Hasan Cemal'den Erdoğan'a Sert Yanıt!
Milliyet yazarı Hasan Cemal ile Başbakan Recep Tayyip Erdoğan arasındaki sular bir türlü durulmuyor.
Çünkü, daha önce denenmiş olan bu yolla, Kürt sorununun silah ve şiddetle bağını koparmak ve barışçı çözüm rayına oturtmak mümkün olamazdı.
Bu konuda hiç kuşkusuz PKK'nın, Kandil'in ya da İmralı'nın eleştirilecek yanları vardır.
Hem bu köşede, hem son kitabım Barışa Emanet Olun'da PKK'ya yönelik eleştirilerime yeterince yer verilmiştir.
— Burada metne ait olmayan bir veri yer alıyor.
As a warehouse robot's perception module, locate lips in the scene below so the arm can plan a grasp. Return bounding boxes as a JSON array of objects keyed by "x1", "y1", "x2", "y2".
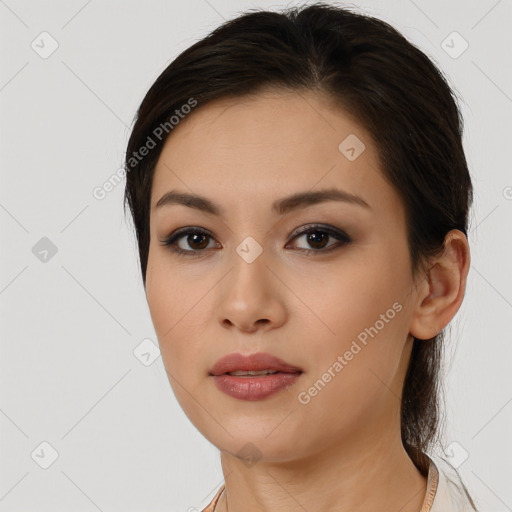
[{"x1": 210, "y1": 352, "x2": 302, "y2": 376}]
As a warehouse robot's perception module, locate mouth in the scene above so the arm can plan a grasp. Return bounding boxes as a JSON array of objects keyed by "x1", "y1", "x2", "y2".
[
  {"x1": 209, "y1": 353, "x2": 304, "y2": 401},
  {"x1": 210, "y1": 352, "x2": 303, "y2": 376}
]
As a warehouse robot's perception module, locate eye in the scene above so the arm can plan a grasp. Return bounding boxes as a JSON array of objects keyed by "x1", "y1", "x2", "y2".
[
  {"x1": 160, "y1": 228, "x2": 218, "y2": 256},
  {"x1": 160, "y1": 224, "x2": 352, "y2": 257},
  {"x1": 293, "y1": 225, "x2": 351, "y2": 253}
]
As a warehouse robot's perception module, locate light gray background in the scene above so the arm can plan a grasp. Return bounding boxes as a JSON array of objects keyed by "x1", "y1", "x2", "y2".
[{"x1": 0, "y1": 0, "x2": 512, "y2": 512}]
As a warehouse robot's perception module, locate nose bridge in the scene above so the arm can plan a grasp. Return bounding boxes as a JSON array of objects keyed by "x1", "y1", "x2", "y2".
[{"x1": 218, "y1": 237, "x2": 285, "y2": 330}]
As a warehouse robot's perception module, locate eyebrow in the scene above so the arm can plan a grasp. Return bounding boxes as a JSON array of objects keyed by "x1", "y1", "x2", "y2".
[{"x1": 155, "y1": 188, "x2": 371, "y2": 216}]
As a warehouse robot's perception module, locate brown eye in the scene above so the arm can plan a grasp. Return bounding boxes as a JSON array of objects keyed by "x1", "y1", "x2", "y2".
[
  {"x1": 160, "y1": 228, "x2": 218, "y2": 256},
  {"x1": 293, "y1": 226, "x2": 351, "y2": 253}
]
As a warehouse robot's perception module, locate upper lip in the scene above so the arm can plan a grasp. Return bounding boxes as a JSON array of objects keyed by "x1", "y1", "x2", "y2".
[{"x1": 210, "y1": 352, "x2": 302, "y2": 375}]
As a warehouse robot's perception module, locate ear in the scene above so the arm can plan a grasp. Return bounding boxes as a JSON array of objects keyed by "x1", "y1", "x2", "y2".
[{"x1": 410, "y1": 229, "x2": 470, "y2": 340}]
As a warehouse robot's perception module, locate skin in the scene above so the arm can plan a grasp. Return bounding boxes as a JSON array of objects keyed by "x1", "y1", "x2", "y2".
[{"x1": 146, "y1": 91, "x2": 469, "y2": 512}]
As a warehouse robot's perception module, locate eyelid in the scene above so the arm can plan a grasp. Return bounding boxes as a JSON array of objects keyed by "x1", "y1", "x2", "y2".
[{"x1": 160, "y1": 223, "x2": 352, "y2": 257}]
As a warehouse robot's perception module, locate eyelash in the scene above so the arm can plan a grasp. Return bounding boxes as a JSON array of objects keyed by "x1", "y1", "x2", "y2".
[{"x1": 160, "y1": 224, "x2": 352, "y2": 257}]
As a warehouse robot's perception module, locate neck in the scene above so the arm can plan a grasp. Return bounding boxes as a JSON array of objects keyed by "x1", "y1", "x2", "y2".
[{"x1": 216, "y1": 433, "x2": 427, "y2": 512}]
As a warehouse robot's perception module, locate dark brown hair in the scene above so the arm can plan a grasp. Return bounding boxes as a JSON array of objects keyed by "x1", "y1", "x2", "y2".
[{"x1": 124, "y1": 3, "x2": 473, "y2": 484}]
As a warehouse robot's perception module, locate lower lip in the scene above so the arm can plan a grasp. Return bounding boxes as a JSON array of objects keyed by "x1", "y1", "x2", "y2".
[{"x1": 212, "y1": 373, "x2": 302, "y2": 400}]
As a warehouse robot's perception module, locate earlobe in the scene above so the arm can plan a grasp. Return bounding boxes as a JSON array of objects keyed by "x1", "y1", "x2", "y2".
[{"x1": 410, "y1": 229, "x2": 470, "y2": 340}]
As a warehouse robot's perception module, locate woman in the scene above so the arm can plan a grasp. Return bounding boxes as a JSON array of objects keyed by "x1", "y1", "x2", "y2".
[{"x1": 125, "y1": 4, "x2": 476, "y2": 512}]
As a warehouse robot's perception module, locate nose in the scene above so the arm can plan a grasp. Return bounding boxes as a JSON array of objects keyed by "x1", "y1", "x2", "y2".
[{"x1": 217, "y1": 246, "x2": 287, "y2": 333}]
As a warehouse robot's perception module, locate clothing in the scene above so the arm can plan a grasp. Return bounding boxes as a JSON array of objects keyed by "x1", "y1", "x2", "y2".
[{"x1": 202, "y1": 455, "x2": 478, "y2": 512}]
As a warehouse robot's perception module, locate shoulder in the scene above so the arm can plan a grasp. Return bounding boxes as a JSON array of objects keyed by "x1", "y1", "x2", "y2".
[
  {"x1": 429, "y1": 455, "x2": 478, "y2": 512},
  {"x1": 201, "y1": 485, "x2": 224, "y2": 512}
]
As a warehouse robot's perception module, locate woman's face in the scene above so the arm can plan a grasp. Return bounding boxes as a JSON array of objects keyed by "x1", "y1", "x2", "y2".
[{"x1": 146, "y1": 92, "x2": 424, "y2": 461}]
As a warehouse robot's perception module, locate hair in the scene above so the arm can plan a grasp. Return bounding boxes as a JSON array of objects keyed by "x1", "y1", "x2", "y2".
[{"x1": 124, "y1": 2, "x2": 473, "y2": 492}]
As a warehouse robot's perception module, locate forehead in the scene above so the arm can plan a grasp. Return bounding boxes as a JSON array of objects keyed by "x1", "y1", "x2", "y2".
[{"x1": 151, "y1": 91, "x2": 397, "y2": 217}]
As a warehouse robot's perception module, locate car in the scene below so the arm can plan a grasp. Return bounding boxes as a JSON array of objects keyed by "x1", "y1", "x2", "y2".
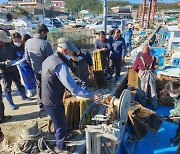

DEMOKRASİLERDE HESAP SORULUR
(...) Afganistan'da şehit olan askerlerimizin hesabı da, Uludere'de Türk savaş uçaklarının saldırısıyla hayatını kaybeden Kürt köylülerinin hesabı da öncelikle 'sivil otorite'den ve onun başından sorulur.
Yani Başbakan Erdoğan'dan.
Demokrasiler böyle işler.
Demokrasilerde, 'butik devlet'miş değilmiş gibi sıradan tariflerle sorumluluktan kaçılamaz.
Demokrasilerin ete kemiğe bürünmesi ancak hesap sorma-hesap verme mekanizmasıyla mümkündür.
İŞ BÖLÜMÜ BASİT SİZ YÖNETİN BİZ ELEŞTİRELİM
'Gazeteci milleti'nin demokrasilerdeki en önemli işlevi de, bu mekanizmanın düzgün çalışabilmesiyle ilgilidir.
Demokrasilerdeki iş bölümü basittir.
Siz yönetirsiniz.
Biz de eleştiririz.
Bu kadar!
Son söze gelince:
İktidarlardan hesap sorulamayan rejimlerin adı demokrasi değildir, olamaz.